O governador Omar Aziz defendeu nesta sexta-feira ), na reunião ordinária do Conselho Nacional de Política Fazendária (Confaz), em Manaus, a cobrança de juros menores e a mudança do indexador usado no cálculo da dívida dos Estados com a União. Para o governador, o atual sistema de cobrança tem reduzido a capacidade de investimento em áreas estratégicas como saúde, educação e segurança pública.
“É possível ser reduzido sim (os juros) para termos mais recursos para investimento. Abrimos mão de recursos para entregar à União, que não precisa desses juros. Nós estamos pagando nossas dívidas aqui em torno de 17% de juros, quando você estaria pagando normalmente 8,5%. Isso daí é uma diferença muito grande de recursos que saem dos cofres públicos”, afirmou o governador.
Segundo estimativa da Secretaria de Fazenda do Amazonas (Sefaz-AM), este ano, a dívida do Estado com a União está em torno de R$ 3 bilhões. Com pagamento de juros e amortização da dívida, a previsão é que cerca de R$ 400 milhões sejam desembolsados pelo Governo Estadual somente em 2011.

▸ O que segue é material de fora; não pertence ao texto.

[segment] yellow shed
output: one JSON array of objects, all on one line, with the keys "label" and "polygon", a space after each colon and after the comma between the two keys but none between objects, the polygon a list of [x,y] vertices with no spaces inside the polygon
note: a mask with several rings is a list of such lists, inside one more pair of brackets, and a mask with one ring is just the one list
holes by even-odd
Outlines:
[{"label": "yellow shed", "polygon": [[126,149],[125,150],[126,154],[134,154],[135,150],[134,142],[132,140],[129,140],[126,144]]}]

Para o cálculo da dívida dos Estados, o governo federal utiliza o IGP-DI (Índice Geral de Preços – Disponibilidade Interna), que é um indexador que mensura a inflação, mais o acréscimo da cobrança de um percentual que varia de 6% a 9% sobre a dívida. Na década passada, o IGP-DI variou 98,28% e, até agosto deste ano, já acumula alta de 3,53%.
“Você tem aí situação de Estados que não conseguem gastar 5% com saúde. É o caso do Rio Grande do Sul. Nós aqui no Amazonas estamos gastando em torno de 24% do nosso orçamento na saúde. E, esse ano, o nosso Governo deu reajuste de 8% aos servidores público”, frisou Omar Aziz.
Para aumentar a capacidade de investimento, a discussão sobre os novos critérios na distribuição dos recursos do Fundo de Participação dos Estados (FPE), que está na pauta do Confaz, é prioritária, disse Omar Aziz. É através do FPE que o Governo Federal repassa aos Estados parte da receita tributária arrecada com o Imposto de Renda (IR) e o Imposto sobre Produtos Industrializados (IPI).
Na receita do Amazonas, o repasse representa 10% do orçamento, mas para alguns Estados do Nordeste é responsável por 50%, o que reduz possibilidades de investimento, segundo o governador. “A maioria dos Estados tem uma média de 4% do seu orçamento para investimento ao ano. É muito pouco”, frisou.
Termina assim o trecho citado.